How ssstupid you are. You are walking next to a Gorgon. Of course they would not look this way.
It took a moment to realize the truth in her words, and I let out an explosive sigh of relief. "Oh thank God." I saw Sssusssan open her mouth and forestalled her with a wrinkle of my nose, saying, "Yeah, yeah, I know. Mistress Mira told you I'm stupid, and Mistress Mira is right like always."
Actually...no. I wanted to sssay the partridge has found our next destination. But yes, it is also true that Mistress Mira sssaid you are ssstupid, and ssshe is right.

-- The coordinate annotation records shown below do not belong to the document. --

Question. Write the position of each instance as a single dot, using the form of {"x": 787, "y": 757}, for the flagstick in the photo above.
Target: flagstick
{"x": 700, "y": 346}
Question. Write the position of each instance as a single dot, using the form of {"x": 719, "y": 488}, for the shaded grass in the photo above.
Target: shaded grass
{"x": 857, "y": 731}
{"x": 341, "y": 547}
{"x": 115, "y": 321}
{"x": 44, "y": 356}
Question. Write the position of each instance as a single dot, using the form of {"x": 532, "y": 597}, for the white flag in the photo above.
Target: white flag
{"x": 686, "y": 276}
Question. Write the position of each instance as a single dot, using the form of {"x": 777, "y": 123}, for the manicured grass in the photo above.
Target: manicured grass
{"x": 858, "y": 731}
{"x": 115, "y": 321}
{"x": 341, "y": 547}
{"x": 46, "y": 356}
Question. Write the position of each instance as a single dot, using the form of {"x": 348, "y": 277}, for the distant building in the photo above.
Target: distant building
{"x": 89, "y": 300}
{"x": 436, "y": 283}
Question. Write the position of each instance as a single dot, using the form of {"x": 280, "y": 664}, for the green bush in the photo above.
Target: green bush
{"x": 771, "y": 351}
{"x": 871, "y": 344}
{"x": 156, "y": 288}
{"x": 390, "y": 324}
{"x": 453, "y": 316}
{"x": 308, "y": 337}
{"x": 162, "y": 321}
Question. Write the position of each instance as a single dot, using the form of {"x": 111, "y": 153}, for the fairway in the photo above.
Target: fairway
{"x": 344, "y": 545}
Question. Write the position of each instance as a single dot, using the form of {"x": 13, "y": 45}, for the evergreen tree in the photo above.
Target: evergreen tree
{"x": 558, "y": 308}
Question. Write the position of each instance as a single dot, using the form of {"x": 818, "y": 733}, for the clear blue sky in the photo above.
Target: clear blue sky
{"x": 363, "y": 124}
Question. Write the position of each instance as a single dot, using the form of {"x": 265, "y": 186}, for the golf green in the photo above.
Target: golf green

I made a face. "Very funny."
I was not joking. You are ssstupid.
"Has anyone told you that you're a little too much like your beloved Mistress—-" I broke off upon feeling my iPhone vibrate inside of my pocket. Before taking off, Hadrian had attached a thingamajig to its back, telling me that this would allow my smartphone to work like regular, only I wouldn't be able to contact anyone outside the realm.
And since Hadrian was also the only one in the Underworld who had my number...
Oh dear.
I excused myself from Sssusssan, found myself a private little corner, and took a deep breath before answering my boyfriend's call. "Hey..."
"Hello, milady." His voice was a lot milder than usual. Too mild, actually, that I knew right away I was in trouble.
Chapter Eight
A few skeletal subjects approached me on my way back to Sssus
ssan, and I surprised myself with how easily I took everything in stride and interacted with them like normal. It was nice to know that the Gorgon was right earlier - they didn't hate me, thank God - and even nicer to know that I wasn't afraid of them like I used to be afraid of ghosts (even though I had been a ghost myself).
One skeleton shyly introduced herself as Daisy and asked for a selfie with me, another just wanted to shake my hand (news flash: bones were so amazingly smooth!), while a skeletal couple congratulated me on being the future Mrs. Hades.
It was a happy feeling, and for the very first time I found myself thinking that maybe...just maybe, I wouldn't suck that bad as the new LOTUS.
And as far as my duties as the new Lady went...
Sssusssan had gotten herself a table at one of the canal-facing tavernas while I was away, and I sensed the Gorgon's gaze turning watchful behind her sunglasses as I took my seat.
Is everything alright?
"Hadrian's upset with me." This wasn't a lie. "He thinks it's stupid that I went on this quest. I kinda got the feeling he believes this entire quest is nothing but a joke, and that I'm simply setting myself up for more trouble."
He is correct.
"You're supposed to be on my side," I protested.
I will never be on your ssside. You are too ssstupid for me.
"Please take that back," I said stiffly.
No.
"I mean it, Susan."
Sssee? Only sssomeone ssstupid will get even my name wrong.
"But your name is Susan—-"
It's Sssusssan. Ssstupid.
I let out an indignant gasp. "You know what? That's it. That's the last straw! I'm firing you from this quest—-"
You will die within an hour if you do this alone.
I jumped to my feet. "I mean it, you know."
I, too, meant what I sssaid.
"Whatever." I spun around, heart racing because I could feel the Gorgon's stare following me as I walked away.
Oh man.
I sure hoped Hadrian knew what he was doing, asking me to potentially piss off a Gorgon so I could sneak away and meet him in secret.
As the distance between the Gorgon and me grew, Hadrian's subjects once again found the confidence to come close, and I did my best to accommodate all requests for selfies, handshakes, and even the odd autograph or two.